The Toronto Star with Andrea Stairs 18 July 2017
Larry Rosen doesn’t think anyone would be crazy enough to pay more for Prada shoes or a Hugo Boss sweater in his stores in Canada if they could get them cheaper online in the U.S.
And that worries the CEO of Toronto-based luxury retailer Harry Rosen Inc., since it’s one of the demands on the table from the U.S. for the renegotiation of the North American Free Trade Agreement.
“It would be a very, very serious and hurtful thing for Canadian retailers,” he said in an interview Tuesday.
“American retailers would have an enormous advantage over us,” Rosen noted.
The Canadian government currently allows goods valued up to $20 to enter into the country — whether mailed, delivered by courier or transported — without charging duty or sales taxes.
The U.S. is proposing that the so-called “de minimis” shipment threshold be increased to a “value comparable” to its $800 (U.S.) limit, which will make many of their goods much cheaper for Canadians but, as Rosen said, “basically, you kill your domestic retailers.”
“It would create a tax incentive for Canadians to shop anywhere else but Canada,” said Karl Littler, vice-president of public affairs for the Retail Council of Canada, which has fought for years against raising the limit for fear of how hard it would hit the domestic retail sector.
But online powerhouses including eBay, Amazon and UPS (U.S. companies that operate across North America), are leading the lobby to raise the threshold, arguing it benefits consumers on both sides of the border.
The threshold has been in place for decades and is one of the lowest in the world.
“The current threshold — which was set well before the advent of e-commerce — creates an automatic disadvantage for Canadian small- and medium-sized businesses and it is high time that this regulation be updated to reflect the realities of modern trade,” said Andrea Stairs, managing director at eBay Canada.
Earlier this year, more than 50,000 Canadian eBay users signed a letter to federal Finance Minister Bill Morneau requesting the increase.
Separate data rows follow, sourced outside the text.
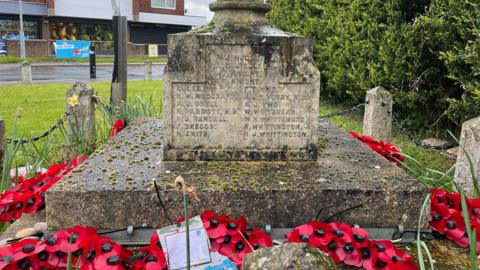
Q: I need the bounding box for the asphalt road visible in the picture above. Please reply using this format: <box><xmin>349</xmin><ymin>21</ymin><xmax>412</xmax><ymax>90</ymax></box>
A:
<box><xmin>0</xmin><ymin>63</ymin><xmax>165</xmax><ymax>83</ymax></box>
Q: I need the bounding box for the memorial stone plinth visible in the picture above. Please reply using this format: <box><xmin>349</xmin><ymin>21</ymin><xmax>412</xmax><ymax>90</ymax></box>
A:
<box><xmin>163</xmin><ymin>1</ymin><xmax>320</xmax><ymax>161</ymax></box>
<box><xmin>46</xmin><ymin>1</ymin><xmax>429</xmax><ymax>232</ymax></box>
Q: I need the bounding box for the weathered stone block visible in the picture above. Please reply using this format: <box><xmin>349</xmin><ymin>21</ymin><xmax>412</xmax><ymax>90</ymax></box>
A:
<box><xmin>164</xmin><ymin>1</ymin><xmax>320</xmax><ymax>161</ymax></box>
<box><xmin>363</xmin><ymin>86</ymin><xmax>393</xmax><ymax>141</ymax></box>
<box><xmin>454</xmin><ymin>117</ymin><xmax>480</xmax><ymax>195</ymax></box>
<box><xmin>46</xmin><ymin>119</ymin><xmax>429</xmax><ymax>229</ymax></box>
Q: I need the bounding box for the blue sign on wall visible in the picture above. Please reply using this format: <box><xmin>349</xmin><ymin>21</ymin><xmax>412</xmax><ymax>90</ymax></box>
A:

Bruce Cran, president of the Consumers’ Association of Canada, is all for raising the threshold, too.
He points out that today, shoppers pay a hefty premium when buying goods online from outside Canada, noting that in addition to sales tax, Canadian consumers face duties of up to 35 per cent.
“We’ve been lobbying for this for years because it allows us access to real-world prices for goods,” Cran said.
A Nanos poll conducted on behalf of the Canadian American Business Council found that 76 per cent of Canadians were in favour of increasing the de minimis limit.
But Rosen said the reason that big players are pushing for the increase is so that they can do business more cheaply by not having to operate distribution centres in Canada.
“If this goes through, I would have to set up a distribution centre in Buffalo to compete,” he added.